Both of these Alloy checks are converted to CNF. Any CNF file for the “p_correct” run should be satisfiable by z3 (as that means a well-formed pre-execution exists). For the “mapping_correct” check, the CNF will be unsatisfiable if a counterexample for the mapping_correct predicate does not exist, and satisfiable if a counterexample can be found. Therefore, an unsatisfiable CNF is a positive result. Whenever z3 outputs that a CNF is satisfiable, it also gives a witness for that conclusion; as this witness is not used anywhere, we have hidden that output in the script.

## Installation and Running Instructions   
To run the experiments, first build the Dockerfile with `docker build -t artifact .` or load in the Docker image using `docker load -i artifact.tar`. Depending on your computer, this may take between 30 seconds and a few minutes. Then, do one of the following:
* Run a reduced set of experiments using `docker run artifact 0`. This will only run the experiments for pre-execution sizes 4-6. This should take less than an hour on a decent computer or laptop.
* Run the full set of experiments using `docker run artifact 1`. Note that this will take more than an hour.

The output will be shown on the command line; the satisfiability values and time values are used to create the output for Table 2 as shown below. The time values do not given as output depend on the computer the experiments ran on; to this end, we have included a log file with the output for the full set of experiments as returned on the computer we ran it on. 
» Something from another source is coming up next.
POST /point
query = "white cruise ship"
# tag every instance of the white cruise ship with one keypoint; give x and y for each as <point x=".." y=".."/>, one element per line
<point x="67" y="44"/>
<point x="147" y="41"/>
We ran the experiments on WSL2 of a Windows 11 computer with an i9-19300K CPU and 32GB of RAM, resulting in the following version of Table 2, where T stands True (Theorem 3 holds) and F stands for False (Theorem 3 does not hold), rounded off to the nearest second:

| Pre-execution size | 4 | 5 | 6 | 7 | 8 |
| :--- | :---: | :---: | :---: | :---: | :---: |
|  Rel/Acq Semantics | T (0s) | T (6s) | T (1m4s) | T (16m59s) | T (6h19m53s) |  
| Relaxed Semantics | T (0s) | F (0s) | F (12s) | F (11s) | F (0s) |  
| Relaxed* Semantics | T (0s) | T (1s) | T (17s) | T (4m16s) | (1h24m47s) |